Bestaan ze nog? De echte bohémiens? Nu hun gedachtegoed gecommercialiseerd is? Mag je jezelf bohémien noemen als de samenleving jouw levensstijl faciliteert? Onze samenleving is an sich niet zo zeer veranderd. We volgen nog steeds collectief de oeroude gecultiveerde conventies. Genormeerd conformeren is nog steeds de makkelijkste weg. Niet meer om ons zielenheil te verdienen. Maar om hier en nu anoniem onder de radar te kunnen blijven. Om sociaal comfort. Om ons economisch oeuvre uit te bouwen. Om onze mama’s niet teleur te stellen. Ik ken er niet veel: mensen die hun rug hebben gekeerd en echte vrije geesten zijn. Ik bewonder hen. Niet omdat ik het noodzakelijk eens ben met hun idealen, maar omdat ze tonen dat ‘het niet moet’. We worden verteld hoe we ‘horen’ te leven. Wat we mogen en niet mogen. Wat kan en wat niet kan. En alles wat daarvan afwijkt, betaal je cash. Het sociale oordeel is onverbiddelijk. En hoeveel mensen zijn daar écht ongevoelig voor? Ze zijn met weinigen. Dromen. Vluchten. Vrij zijn.

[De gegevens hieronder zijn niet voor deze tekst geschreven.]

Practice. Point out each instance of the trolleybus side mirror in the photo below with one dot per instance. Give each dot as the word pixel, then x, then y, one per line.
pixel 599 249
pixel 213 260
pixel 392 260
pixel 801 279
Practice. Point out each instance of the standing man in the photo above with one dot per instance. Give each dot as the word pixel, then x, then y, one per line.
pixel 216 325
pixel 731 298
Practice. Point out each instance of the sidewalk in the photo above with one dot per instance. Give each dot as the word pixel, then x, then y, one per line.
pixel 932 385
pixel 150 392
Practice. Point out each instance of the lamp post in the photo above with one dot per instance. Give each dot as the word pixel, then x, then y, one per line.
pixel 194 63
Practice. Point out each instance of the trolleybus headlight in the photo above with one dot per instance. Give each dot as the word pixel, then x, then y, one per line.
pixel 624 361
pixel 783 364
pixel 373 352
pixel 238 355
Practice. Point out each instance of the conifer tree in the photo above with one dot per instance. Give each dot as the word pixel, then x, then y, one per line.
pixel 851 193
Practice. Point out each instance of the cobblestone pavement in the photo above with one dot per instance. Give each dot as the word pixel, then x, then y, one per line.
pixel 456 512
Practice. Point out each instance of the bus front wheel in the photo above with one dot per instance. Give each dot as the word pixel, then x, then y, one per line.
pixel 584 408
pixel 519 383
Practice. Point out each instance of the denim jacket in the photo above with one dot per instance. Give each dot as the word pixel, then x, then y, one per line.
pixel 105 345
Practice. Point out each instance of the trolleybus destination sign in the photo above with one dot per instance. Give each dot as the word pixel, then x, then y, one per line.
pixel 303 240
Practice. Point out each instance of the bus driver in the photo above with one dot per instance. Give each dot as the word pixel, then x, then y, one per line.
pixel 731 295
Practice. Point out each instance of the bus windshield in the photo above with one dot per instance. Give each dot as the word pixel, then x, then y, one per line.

Afgelopen zomer reed ik met een vriend naar Zuid-Frankrijk. Zomaar. Omdat het vakantie was. Omdat het kon. Omdat we tijd hadden en op vijf dagen tijd een roadtrip doorheen de Franse geschiedenis wouden maken. Ongebonden. Op reis. Geen verplichtingen. Vluchten in de romantiek van het verleden. Dwepen met wat was. Het hier en nu vergeten en mijn vingers laten glijden over de ruïnes van lang vervlogen tijden en ondertussen schrijven over wat de ruïnes met toefluisterden. Even proeven van hoe dat voelt. Even bewust onthecht zijn en rondtrekken doorheen ruimte en tijd. In het envoi van het reisdagboek dat ik schreef naar aanleiding van onze reis, schreef ik een gedicht dat voor mij dat gevoel moest vatten. De laatste verzen zijn: De dromen groot, de harten klein. / Stuurloos maar nooit verloren; / we zijn nu waar we horen./ Dit volstaat: het onderweg naar ergens zijn. /

Wat mij betreft een mooie metafoor voor het leven. Groot dromen. Niet bang zijn om stuurloos te zijn. Het is niet belangrijk of je voldoet aan de vooropgestelde doelen. Het onderweg zijn is het mooiste.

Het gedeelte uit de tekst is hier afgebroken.